Kürkçü’yü sola pazarlayanlar, solu zararsız kılmak isteyen devlet ve sermaye.
Mülâkatın
muradının, bayatlamış Stalin tartışmasını yeni bir sosa daldırmaktan ibaret
olduğu açık. Kürkçü, devrimin “Stalin eliyle Rusya hudutlarına hapsedildiğini”

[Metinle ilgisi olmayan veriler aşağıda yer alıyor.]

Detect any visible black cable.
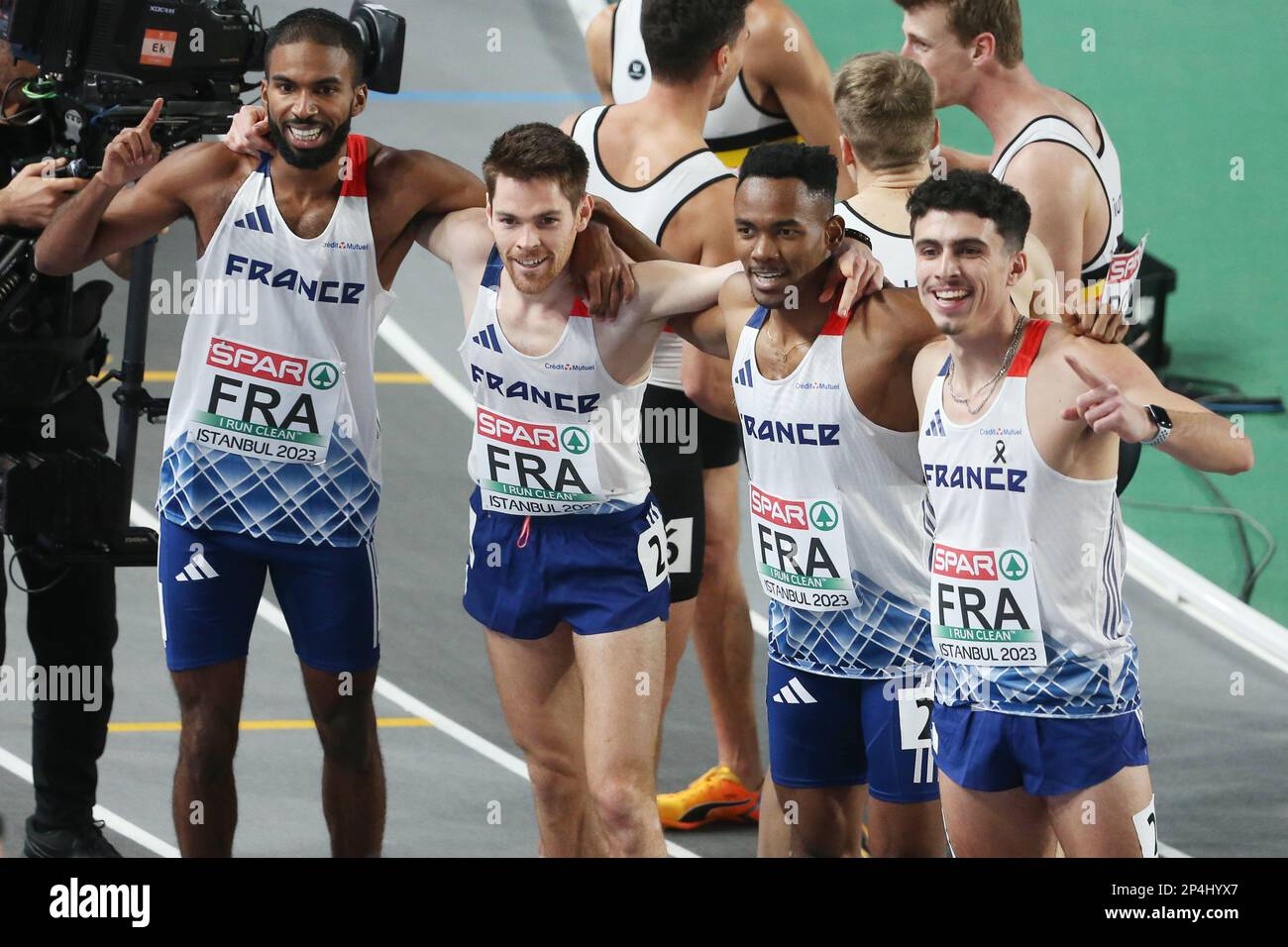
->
[8,546,71,595]
[1122,500,1279,604]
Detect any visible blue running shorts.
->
[158,518,380,674]
[464,488,671,640]
[934,703,1149,796]
[765,660,939,802]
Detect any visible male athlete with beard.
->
[36,9,623,856]
[909,170,1253,858]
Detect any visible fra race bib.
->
[471,407,606,517]
[930,543,1047,668]
[188,338,344,464]
[751,484,859,612]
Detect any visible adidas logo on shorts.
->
[774,678,818,703]
[174,553,219,582]
[233,204,273,233]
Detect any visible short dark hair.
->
[909,168,1031,253]
[265,7,368,85]
[483,121,590,207]
[640,0,751,84]
[894,0,1024,69]
[738,142,836,205]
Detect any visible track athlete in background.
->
[563,0,764,828]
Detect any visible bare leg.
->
[574,621,666,857]
[854,797,947,858]
[486,625,597,858]
[170,659,246,858]
[761,785,867,858]
[939,770,1051,858]
[300,661,385,858]
[1046,767,1154,858]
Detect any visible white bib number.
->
[471,407,605,517]
[188,338,344,464]
[930,543,1047,668]
[635,506,667,591]
[751,484,859,612]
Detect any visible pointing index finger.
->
[139,98,164,132]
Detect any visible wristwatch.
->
[845,227,872,250]
[1141,404,1172,447]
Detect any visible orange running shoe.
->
[657,766,760,828]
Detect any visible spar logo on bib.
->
[808,500,840,532]
[309,362,340,391]
[559,428,590,454]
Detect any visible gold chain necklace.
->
[948,316,1029,416]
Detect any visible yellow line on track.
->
[107,716,434,733]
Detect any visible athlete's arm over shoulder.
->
[1048,330,1254,474]
[371,145,486,215]
[416,207,494,271]
[587,4,617,105]
[627,261,742,322]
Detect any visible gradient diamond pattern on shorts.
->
[935,618,1140,717]
[158,428,380,546]
[769,570,935,681]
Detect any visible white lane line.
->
[0,747,179,858]
[130,499,698,858]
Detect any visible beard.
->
[268,116,353,171]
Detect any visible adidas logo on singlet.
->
[926,408,948,437]
[174,553,219,582]
[233,204,273,233]
[472,326,501,352]
[774,678,818,703]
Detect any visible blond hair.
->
[833,53,935,171]
[894,0,1024,69]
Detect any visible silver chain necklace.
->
[948,316,1029,415]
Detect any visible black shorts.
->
[640,385,707,601]
[691,402,742,471]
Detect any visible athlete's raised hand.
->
[1060,283,1130,343]
[224,106,277,155]
[98,99,164,187]
[1060,356,1158,443]
[818,237,885,314]
[568,220,635,320]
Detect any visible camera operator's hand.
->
[0,158,89,231]
[224,106,277,156]
[97,99,164,187]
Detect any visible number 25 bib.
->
[930,543,1047,668]
[751,484,859,612]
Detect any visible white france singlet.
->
[612,0,800,167]
[733,307,934,679]
[458,248,649,517]
[834,201,917,288]
[158,134,394,546]
[991,106,1124,283]
[919,321,1140,717]
[572,106,735,391]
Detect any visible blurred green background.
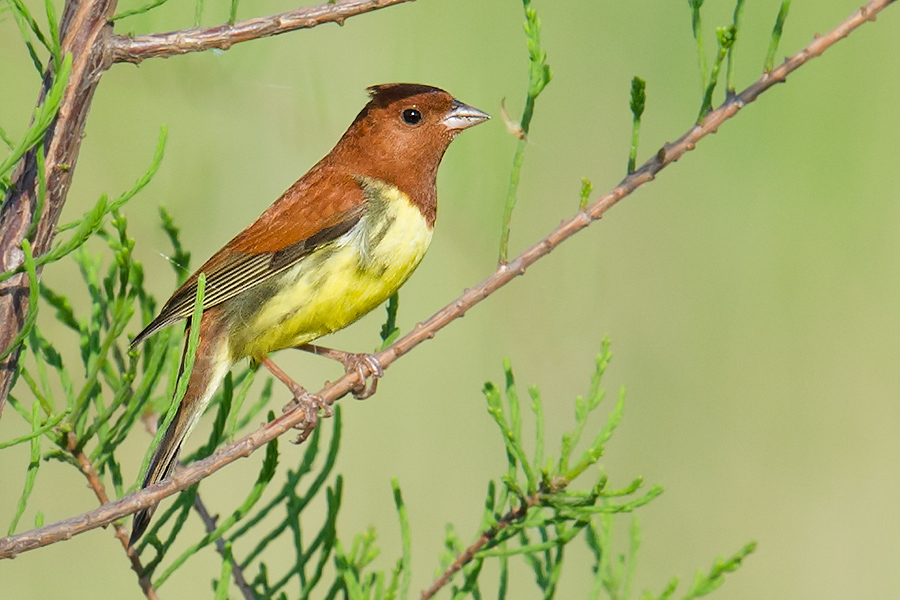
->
[0,0,900,599]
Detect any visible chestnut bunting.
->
[131,83,490,543]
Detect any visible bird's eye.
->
[401,108,422,125]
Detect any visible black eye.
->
[401,108,422,125]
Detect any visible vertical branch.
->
[0,0,117,414]
[763,0,791,73]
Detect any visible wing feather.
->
[131,168,367,347]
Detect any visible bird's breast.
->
[229,178,432,360]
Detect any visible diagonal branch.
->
[110,0,415,63]
[0,0,894,559]
[67,432,159,600]
[419,486,548,600]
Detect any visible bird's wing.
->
[131,171,367,347]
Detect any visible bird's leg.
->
[297,344,384,400]
[260,356,334,444]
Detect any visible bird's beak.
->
[443,100,491,132]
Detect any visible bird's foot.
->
[260,357,334,444]
[298,344,384,400]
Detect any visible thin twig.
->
[0,0,117,413]
[110,0,415,63]
[66,432,159,600]
[0,0,894,559]
[194,493,256,600]
[419,485,544,600]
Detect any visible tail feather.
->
[130,309,231,546]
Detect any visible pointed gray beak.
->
[444,100,491,131]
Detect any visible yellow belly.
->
[228,180,432,360]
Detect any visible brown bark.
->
[0,0,895,559]
[0,0,117,414]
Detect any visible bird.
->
[131,83,490,545]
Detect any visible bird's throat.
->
[225,178,432,360]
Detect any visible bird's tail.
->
[130,309,231,545]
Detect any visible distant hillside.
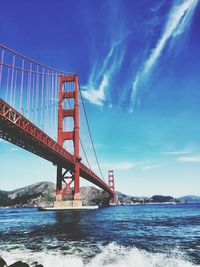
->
[0,182,200,207]
[178,195,200,203]
[147,195,176,203]
[0,182,108,207]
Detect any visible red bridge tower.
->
[108,170,117,205]
[54,74,82,206]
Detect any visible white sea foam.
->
[0,243,200,267]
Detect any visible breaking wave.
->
[0,243,200,267]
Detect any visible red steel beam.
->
[0,98,113,196]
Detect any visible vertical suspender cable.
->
[9,54,15,105]
[6,68,10,102]
[0,50,4,89]
[40,68,45,129]
[79,90,105,182]
[13,70,17,107]
[19,59,24,113]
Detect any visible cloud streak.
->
[177,155,200,163]
[82,24,127,106]
[131,0,198,111]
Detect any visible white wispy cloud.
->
[177,155,200,163]
[130,0,198,112]
[0,138,8,144]
[82,31,126,106]
[142,164,164,171]
[161,149,193,155]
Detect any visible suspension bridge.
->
[0,44,115,208]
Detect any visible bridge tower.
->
[108,170,117,205]
[54,74,82,206]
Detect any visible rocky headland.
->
[0,182,200,208]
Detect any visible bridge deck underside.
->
[0,99,113,196]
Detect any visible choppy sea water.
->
[0,204,200,267]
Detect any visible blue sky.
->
[0,0,200,196]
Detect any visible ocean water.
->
[0,204,200,267]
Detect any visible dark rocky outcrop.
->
[0,182,109,208]
[147,195,176,203]
[8,261,29,267]
[0,257,44,267]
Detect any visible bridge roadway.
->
[0,98,113,197]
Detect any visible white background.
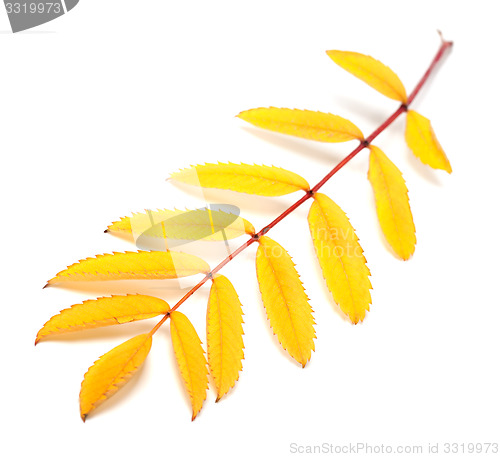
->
[0,0,500,456]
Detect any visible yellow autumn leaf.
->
[326,51,407,103]
[256,236,316,367]
[368,145,417,260]
[170,311,208,420]
[106,208,255,241]
[35,294,170,344]
[207,275,244,401]
[80,333,152,422]
[172,162,309,197]
[47,251,210,285]
[308,193,371,324]
[238,107,364,143]
[405,110,451,173]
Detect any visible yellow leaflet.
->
[207,275,243,401]
[256,236,316,367]
[405,110,451,173]
[172,162,309,197]
[308,193,371,324]
[107,208,255,241]
[238,107,364,143]
[170,311,208,420]
[368,146,417,260]
[80,333,152,422]
[326,51,407,103]
[35,295,170,344]
[47,251,210,285]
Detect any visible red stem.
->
[150,40,453,335]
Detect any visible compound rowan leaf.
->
[238,107,364,143]
[35,294,170,344]
[207,275,244,401]
[106,208,255,241]
[172,162,309,197]
[47,251,210,285]
[308,193,371,324]
[368,145,417,260]
[170,311,208,420]
[405,110,451,173]
[256,236,316,367]
[80,333,152,422]
[326,51,407,103]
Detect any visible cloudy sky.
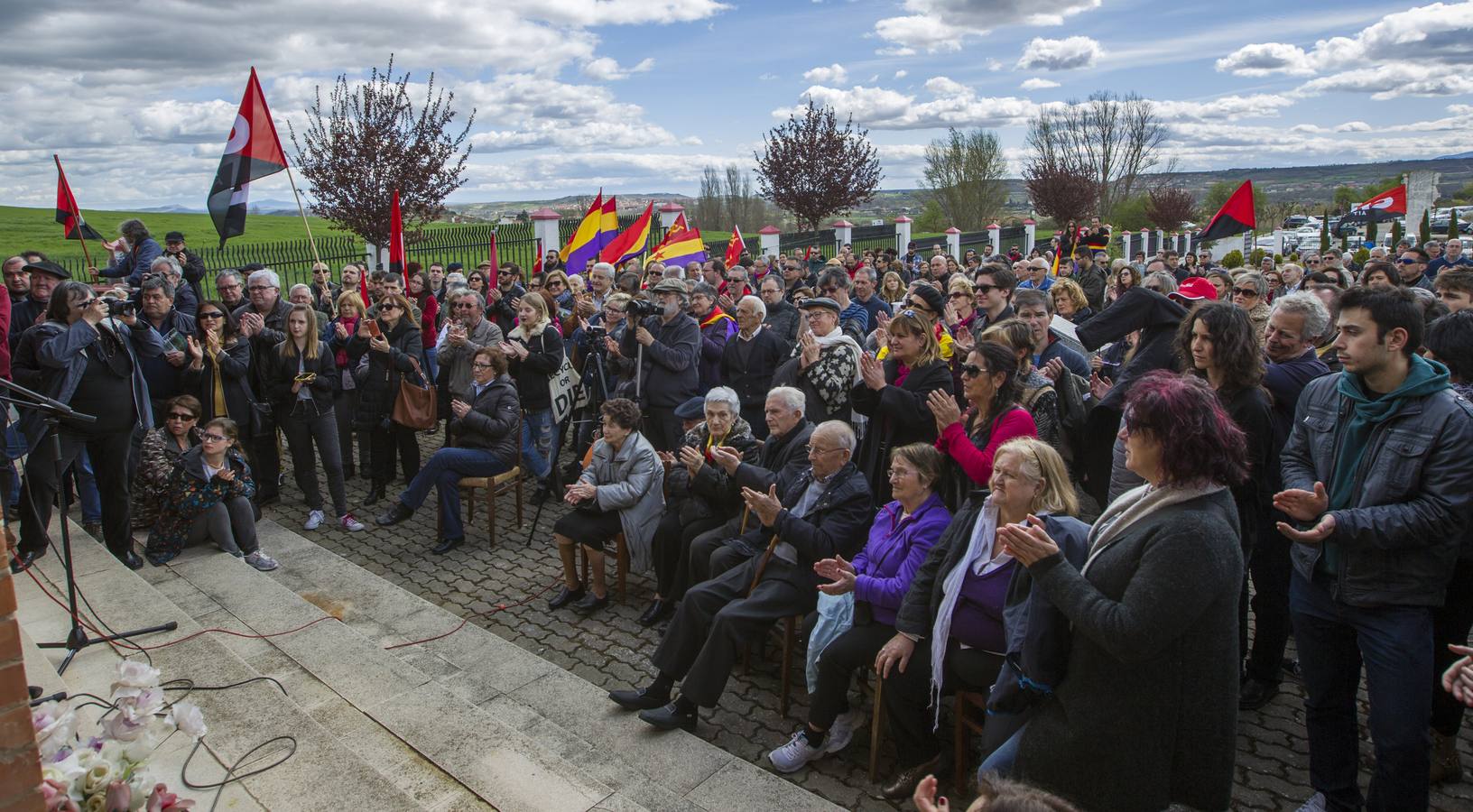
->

söylüyor. Özünde, “Hapsolmasaydı da biz devrimcilik gibi boş işlerle uğraşmasaydık”
diyor.
Oysa
daha başta partinin ismi konusunda tartışma yürütülürken Lenin, Rusların değil,
Rusya’nın sosyal demokrat işçi partisinin kurulmasından dem vuruyor. Zaten
“Rusya” dedikleri de Çar İmparatorluğu’na ait toprakları ifade ediyor. Hedef
belli: Çar’ın hâkimiyet sahasını kırmak, yoksul emekçi halkların iktidarını
tesis etmek. ABD’li şarkıcı Paul Robeson da bundan fazlasını söylemiyor:
“Batı’da (İngiltere,
Belçika, Portekiz, Hollanda) Afrikalılar, Yerliler (Doğu ve Batı), birçok Asya
halkı yüzlerce yıl gerici addedildi, ancak artık belki de bu sözde ‘koloniler’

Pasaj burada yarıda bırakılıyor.